Republicans Lead in Climate Denial/Vaccine Denial/Election Denial. Just Plain Denial.

April 5, 2021

Republicans get upset when you correctly label them deniers – but, Dude…

If we’re still in this nightmare a year from now, thank a Republican.

Dana Nuccitelli on Twitter:

Remarkable partisan symmetry in acceptance of the reality of human-caused global warming by US political party between 2003 and 2021.

Democrats: +20%

Republicans: -20%

Independents: No Change

Below, Senate Minority Leader Mitch McConnell calls it “curious” that Republican Men won’t take the Covid vaccine.
Like, there’s some mystery here?

Subject of my upcoming Yale vid, coming soon, I hope.

Gallup:

WASHINGTON, D.C. — About six in 10 U.S. adults (59%) continue to say the effects of global warming have already begun to happen, and a similar proportion believe pollution from human activities is more to blame than natural causes for the Earth’s rise in temperature over the past century (64%).

Fewer Americans, closer to four in 10, are highly worried about global warming (43%), although another 22% say they worry “a fair amount.” More than four in 10 (43%) also expect global warming to pose a serious threat in their own lifetime.

In general, the public’s views about global warming haven’t changed over the past year, according to Gallup’s latest annual Environment poll, and are similar to what they have been each year since 2016. However, this stability masks growing divergence between Republicans and Democrats.

Gallup trends on these measures since 2001 show that Americans’ views on global warming were more variable over the past two decades. After dipping in 2004, worry about the issue and the belief that the effects of global warming were already manifest peaked in 2007 or 2008 before hitting new lows in 2010 or 2011. Additionally, after registering 61% in 2001, 2003 and 2007, the percentage believing that pollution from human activity is the primary cause of global warming fell to an all-time low of 50% in 2010.
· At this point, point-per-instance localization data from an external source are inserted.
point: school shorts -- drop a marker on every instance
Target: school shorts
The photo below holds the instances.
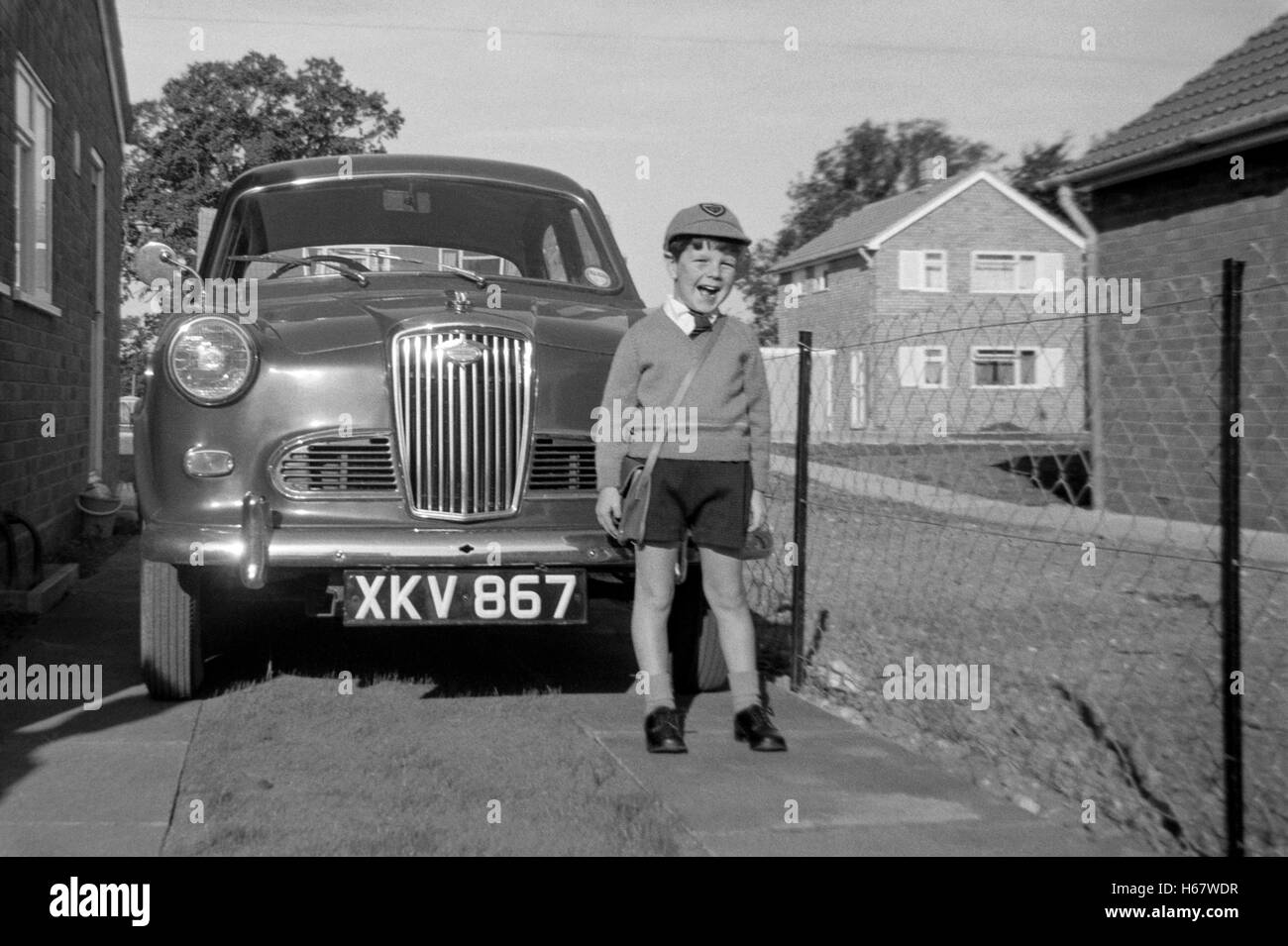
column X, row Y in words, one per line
column 711, row 498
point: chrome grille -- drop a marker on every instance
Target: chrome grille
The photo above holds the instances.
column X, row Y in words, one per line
column 464, row 430
column 325, row 467
column 563, row 464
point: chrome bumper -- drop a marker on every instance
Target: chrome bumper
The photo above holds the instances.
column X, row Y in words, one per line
column 256, row 549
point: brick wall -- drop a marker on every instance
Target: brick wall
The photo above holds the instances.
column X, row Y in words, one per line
column 46, row 358
column 1160, row 376
column 864, row 309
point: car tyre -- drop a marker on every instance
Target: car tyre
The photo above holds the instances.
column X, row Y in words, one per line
column 697, row 661
column 170, row 633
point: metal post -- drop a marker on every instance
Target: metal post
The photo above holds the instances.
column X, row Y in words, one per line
column 800, row 508
column 1232, row 318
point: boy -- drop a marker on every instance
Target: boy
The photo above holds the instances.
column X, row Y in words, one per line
column 715, row 486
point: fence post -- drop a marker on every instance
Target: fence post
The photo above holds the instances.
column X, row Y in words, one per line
column 800, row 510
column 1232, row 318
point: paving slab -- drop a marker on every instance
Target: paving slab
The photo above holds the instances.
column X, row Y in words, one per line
column 836, row 790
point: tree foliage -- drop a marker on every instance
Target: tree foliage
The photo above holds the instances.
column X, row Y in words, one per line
column 213, row 123
column 220, row 117
column 868, row 163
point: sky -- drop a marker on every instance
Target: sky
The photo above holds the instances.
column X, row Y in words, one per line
column 711, row 94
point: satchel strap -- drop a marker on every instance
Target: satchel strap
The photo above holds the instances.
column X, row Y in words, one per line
column 681, row 391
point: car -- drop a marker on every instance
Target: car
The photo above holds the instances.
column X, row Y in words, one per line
column 374, row 398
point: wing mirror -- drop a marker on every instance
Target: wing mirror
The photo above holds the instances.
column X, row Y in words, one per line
column 155, row 261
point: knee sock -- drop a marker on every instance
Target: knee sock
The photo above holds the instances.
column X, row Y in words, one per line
column 658, row 692
column 745, row 688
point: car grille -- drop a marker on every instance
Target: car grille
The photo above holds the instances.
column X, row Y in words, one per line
column 563, row 464
column 361, row 465
column 464, row 430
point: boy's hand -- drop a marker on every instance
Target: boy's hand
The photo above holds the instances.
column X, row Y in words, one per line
column 608, row 510
column 758, row 510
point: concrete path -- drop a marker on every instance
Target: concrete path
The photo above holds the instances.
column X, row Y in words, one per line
column 85, row 783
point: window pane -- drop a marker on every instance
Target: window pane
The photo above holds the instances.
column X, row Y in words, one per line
column 589, row 254
column 42, row 274
column 992, row 273
column 1028, row 367
column 554, row 259
column 935, row 274
column 995, row 370
column 1025, row 274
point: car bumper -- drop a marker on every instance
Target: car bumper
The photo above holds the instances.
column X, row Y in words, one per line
column 256, row 549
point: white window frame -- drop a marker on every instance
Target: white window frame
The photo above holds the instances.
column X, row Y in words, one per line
column 915, row 357
column 33, row 278
column 906, row 255
column 1047, row 367
column 1043, row 266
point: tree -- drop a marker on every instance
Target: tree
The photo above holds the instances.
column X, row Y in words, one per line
column 760, row 291
column 1037, row 163
column 868, row 163
column 220, row 117
column 211, row 124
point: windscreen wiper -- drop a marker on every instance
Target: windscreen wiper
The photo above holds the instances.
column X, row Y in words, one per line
column 468, row 273
column 349, row 269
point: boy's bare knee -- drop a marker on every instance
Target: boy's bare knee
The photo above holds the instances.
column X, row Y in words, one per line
column 725, row 600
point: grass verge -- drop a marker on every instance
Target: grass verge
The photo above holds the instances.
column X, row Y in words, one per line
column 291, row 768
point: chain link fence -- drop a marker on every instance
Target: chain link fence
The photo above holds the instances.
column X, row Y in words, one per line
column 1014, row 547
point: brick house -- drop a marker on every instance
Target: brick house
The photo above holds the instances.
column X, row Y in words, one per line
column 1201, row 176
column 63, row 125
column 922, row 306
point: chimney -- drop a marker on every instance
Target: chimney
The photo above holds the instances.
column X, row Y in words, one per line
column 205, row 219
column 931, row 168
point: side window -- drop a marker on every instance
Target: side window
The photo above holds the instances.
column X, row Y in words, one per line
column 553, row 257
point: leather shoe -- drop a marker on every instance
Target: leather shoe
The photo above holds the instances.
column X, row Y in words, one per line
column 664, row 730
column 752, row 726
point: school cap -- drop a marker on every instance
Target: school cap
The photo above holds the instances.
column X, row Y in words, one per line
column 706, row 220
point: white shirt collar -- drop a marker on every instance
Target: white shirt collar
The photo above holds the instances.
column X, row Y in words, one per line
column 679, row 313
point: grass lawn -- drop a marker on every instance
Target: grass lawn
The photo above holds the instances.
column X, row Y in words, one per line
column 290, row 766
column 1024, row 473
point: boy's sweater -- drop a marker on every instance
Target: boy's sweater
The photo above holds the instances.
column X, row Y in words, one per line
column 728, row 402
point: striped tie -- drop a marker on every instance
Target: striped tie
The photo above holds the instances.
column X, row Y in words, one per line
column 700, row 323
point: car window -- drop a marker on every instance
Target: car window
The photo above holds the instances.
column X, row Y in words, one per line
column 493, row 229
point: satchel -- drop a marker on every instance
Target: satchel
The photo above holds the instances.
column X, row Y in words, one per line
column 638, row 482
column 636, row 486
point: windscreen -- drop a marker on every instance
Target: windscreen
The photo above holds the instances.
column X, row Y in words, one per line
column 492, row 229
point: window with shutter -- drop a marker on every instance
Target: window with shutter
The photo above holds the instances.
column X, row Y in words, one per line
column 910, row 269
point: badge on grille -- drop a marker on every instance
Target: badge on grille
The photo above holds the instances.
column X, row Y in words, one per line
column 462, row 351
column 459, row 301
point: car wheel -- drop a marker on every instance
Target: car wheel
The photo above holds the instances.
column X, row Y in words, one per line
column 170, row 633
column 697, row 661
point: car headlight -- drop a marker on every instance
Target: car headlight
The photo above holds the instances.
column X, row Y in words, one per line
column 211, row 360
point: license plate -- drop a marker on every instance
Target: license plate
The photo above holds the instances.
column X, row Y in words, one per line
column 496, row 596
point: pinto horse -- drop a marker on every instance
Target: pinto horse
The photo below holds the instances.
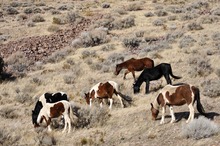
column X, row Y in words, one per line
column 47, row 98
column 155, row 73
column 54, row 110
column 103, row 91
column 134, row 65
column 177, row 95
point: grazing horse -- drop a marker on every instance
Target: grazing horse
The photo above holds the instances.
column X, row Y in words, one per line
column 155, row 73
column 54, row 110
column 103, row 91
column 177, row 95
column 134, row 65
column 47, row 98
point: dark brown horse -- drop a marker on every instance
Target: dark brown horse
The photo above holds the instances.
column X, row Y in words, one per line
column 177, row 95
column 134, row 65
column 103, row 91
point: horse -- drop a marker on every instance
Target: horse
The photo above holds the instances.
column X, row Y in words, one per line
column 47, row 98
column 177, row 95
column 155, row 73
column 54, row 110
column 103, row 91
column 134, row 65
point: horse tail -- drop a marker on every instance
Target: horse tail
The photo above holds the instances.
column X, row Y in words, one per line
column 197, row 98
column 72, row 117
column 172, row 75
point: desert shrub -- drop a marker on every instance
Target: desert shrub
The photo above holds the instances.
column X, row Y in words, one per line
column 186, row 42
column 161, row 13
column 216, row 12
column 30, row 24
column 194, row 26
column 59, row 20
column 28, row 10
column 188, row 16
column 199, row 66
column 131, row 42
column 11, row 11
column 124, row 23
column 108, row 47
column 134, row 7
column 148, row 14
column 139, row 33
column 211, row 88
column 6, row 137
column 73, row 17
column 15, row 4
column 92, row 117
column 94, row 37
column 175, row 9
column 158, row 22
column 200, row 128
column 45, row 138
column 216, row 36
column 18, row 64
column 89, row 54
column 2, row 65
column 105, row 5
column 55, row 12
column 63, row 7
column 208, row 19
column 120, row 11
column 172, row 17
column 38, row 18
column 57, row 56
column 21, row 17
column 37, row 10
column 53, row 28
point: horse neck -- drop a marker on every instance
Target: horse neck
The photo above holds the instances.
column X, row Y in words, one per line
column 139, row 81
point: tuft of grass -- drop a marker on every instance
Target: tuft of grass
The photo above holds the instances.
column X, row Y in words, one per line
column 211, row 88
column 200, row 128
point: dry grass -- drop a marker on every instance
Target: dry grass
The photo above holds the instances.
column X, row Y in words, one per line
column 169, row 32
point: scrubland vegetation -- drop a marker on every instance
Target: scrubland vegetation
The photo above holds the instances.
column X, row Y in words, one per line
column 183, row 33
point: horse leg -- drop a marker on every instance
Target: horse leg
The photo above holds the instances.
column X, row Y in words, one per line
column 111, row 101
column 147, row 86
column 90, row 102
column 126, row 72
column 163, row 115
column 167, row 77
column 172, row 115
column 191, row 113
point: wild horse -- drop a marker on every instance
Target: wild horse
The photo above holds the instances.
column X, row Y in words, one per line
column 177, row 95
column 155, row 73
column 134, row 65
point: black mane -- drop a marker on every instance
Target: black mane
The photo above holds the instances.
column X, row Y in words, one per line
column 50, row 98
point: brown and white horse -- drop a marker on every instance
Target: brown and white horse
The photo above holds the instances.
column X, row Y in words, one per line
column 177, row 95
column 134, row 65
column 55, row 110
column 103, row 91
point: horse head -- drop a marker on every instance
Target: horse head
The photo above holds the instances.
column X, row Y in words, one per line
column 117, row 69
column 136, row 88
column 87, row 97
column 154, row 112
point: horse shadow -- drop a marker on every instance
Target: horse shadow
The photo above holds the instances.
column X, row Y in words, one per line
column 6, row 77
column 127, row 100
column 184, row 115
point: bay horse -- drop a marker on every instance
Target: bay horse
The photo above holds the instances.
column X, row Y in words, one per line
column 134, row 65
column 47, row 98
column 155, row 73
column 177, row 95
column 55, row 110
column 103, row 91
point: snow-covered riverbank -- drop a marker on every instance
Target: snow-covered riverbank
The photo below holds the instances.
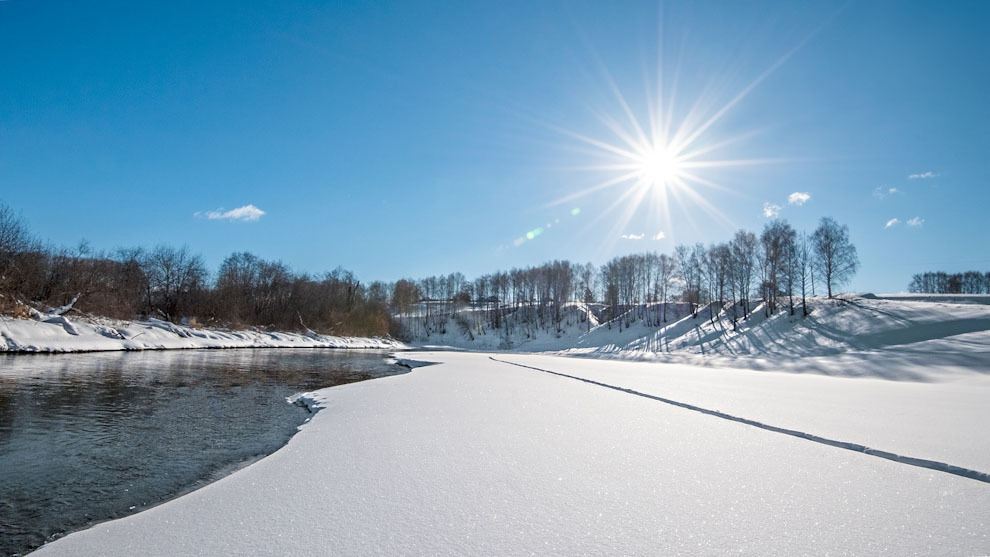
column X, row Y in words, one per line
column 56, row 333
column 478, row 456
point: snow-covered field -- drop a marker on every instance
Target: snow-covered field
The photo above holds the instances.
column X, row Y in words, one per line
column 890, row 337
column 477, row 456
column 858, row 430
column 56, row 333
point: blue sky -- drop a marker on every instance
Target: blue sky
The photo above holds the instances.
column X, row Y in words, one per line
column 422, row 138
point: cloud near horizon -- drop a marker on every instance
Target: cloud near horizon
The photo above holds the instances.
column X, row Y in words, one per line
column 771, row 210
column 881, row 193
column 246, row 213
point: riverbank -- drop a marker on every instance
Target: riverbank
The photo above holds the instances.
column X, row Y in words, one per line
column 573, row 456
column 56, row 333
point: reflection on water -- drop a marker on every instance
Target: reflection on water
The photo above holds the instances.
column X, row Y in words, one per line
column 88, row 437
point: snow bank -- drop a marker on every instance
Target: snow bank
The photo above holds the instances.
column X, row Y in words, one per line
column 56, row 333
column 892, row 338
column 479, row 457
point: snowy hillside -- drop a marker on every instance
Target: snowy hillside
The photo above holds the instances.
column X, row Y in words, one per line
column 57, row 333
column 950, row 333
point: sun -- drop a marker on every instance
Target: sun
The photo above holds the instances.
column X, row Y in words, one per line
column 658, row 165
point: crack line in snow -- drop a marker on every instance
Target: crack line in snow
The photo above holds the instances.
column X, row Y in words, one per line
column 909, row 460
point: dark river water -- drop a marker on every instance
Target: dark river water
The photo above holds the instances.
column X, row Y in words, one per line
column 89, row 437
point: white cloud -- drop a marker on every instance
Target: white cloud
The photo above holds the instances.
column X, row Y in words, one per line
column 881, row 193
column 247, row 213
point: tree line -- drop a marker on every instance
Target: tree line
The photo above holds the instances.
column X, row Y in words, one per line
column 779, row 267
column 940, row 282
column 174, row 284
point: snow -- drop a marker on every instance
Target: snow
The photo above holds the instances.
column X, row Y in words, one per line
column 476, row 456
column 892, row 338
column 57, row 333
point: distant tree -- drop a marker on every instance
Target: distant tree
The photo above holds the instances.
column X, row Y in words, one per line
column 777, row 242
column 175, row 277
column 803, row 270
column 15, row 240
column 835, row 254
column 743, row 248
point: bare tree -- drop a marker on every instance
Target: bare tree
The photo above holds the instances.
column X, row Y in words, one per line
column 836, row 255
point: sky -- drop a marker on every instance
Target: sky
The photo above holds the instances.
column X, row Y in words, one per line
column 421, row 138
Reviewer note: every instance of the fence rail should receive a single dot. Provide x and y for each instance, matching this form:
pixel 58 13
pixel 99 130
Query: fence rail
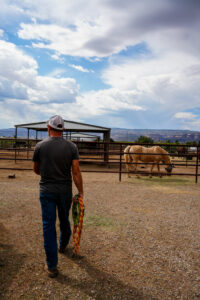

After 2011, the trends reversed course, and by 2016, Americans’ concern about global warming and belief that humans are responsible for it returned to their prior relatively high levels, or rose even higher, and have since remained elevated.

The March 1-15, 2021, poll was conducted at the end of a winter that didn’t leave much of an impression on the American public from a temperature standpoint. The proportion reporting that the weather in their local area this winter was colder than usual (29%) is similar to the percentage saying it was warmer (27%), while the plurality (43%) say it was about the same. Americans’ views on global warming haven’t been closely linked to local temperature patterns in most years; however, the jump in worry about the problem seen in 2016 and 2017 — rising from 32% in 2015 to 37% in 2016 and 45% in 2017 — came at the end of two consecutive winters featuring unseasonably warm weather.

This year’s results also follow a 12-month period when the COVID-19 pandemic and national politics consumed much of people’s attention, and the environment didn’t figure as a dominant campaign issue in the 2020 elections.

Below, from my interview with Emily Atkin, Climate Denial v Election Denial.

Of course, that Trumpiest of Trumpy groups, Evangelicals, lead the way on Anti-Vax Crazy, and just about every other form of insanity.

New York Times:

Stephanie Nana, an evangelical Christian in Edmond, Okla., refused to get a Covid-19 vaccine because she believed it contained “aborted cell tissue.”

Nathan French, who leads a nondenominational ministry in Tacoma, Wash., said he received a divine message that God was the ultimate healer and deliverer: “The vaccine is not the savior.”

Lauri Armstrong, a Bible-believing nutritionist outside of Dallas, said she did not need the vaccine because God designed the body to heal itself, if given the right nutrients. More than that, she said, “It would be God’s will if I am here or if I am not here.”

The deeply held spiritual convictions or counterfactual arguments may vary. But across white evangelical America, reasons not to get vaccinated have spread as quickly as the virus that public health officials are hoping to overcome through herd immunity.

The opposition is rooted in a mix of religious faith and a longstanding wariness of mainstream science, and it is fueled by broader cultural distrust of institutions and gravitation to online conspiracy theories. The sheer size of the community poses a major problem for the country’s ability to recover from a pandemic that has resulted in the deaths of half a million Americans. And evangelical ideas and instincts have a way of spreading, even internationally.

There are about 41 million white evangelical adults in the U.S. About 45 percent said in late February that they would not get vaccinated against Covid-19, making them among the least likely demographic groups to do so, according to the Pew Research Center

“If we can’t get a significant number of white evangelicals to come around on this, the pandemic is going to last much longer than it needs to,” said Jamie Aten, founder and executive director of the Humanitarian Disaster Institute at Wheaton College, an evangelical institution in Illinois.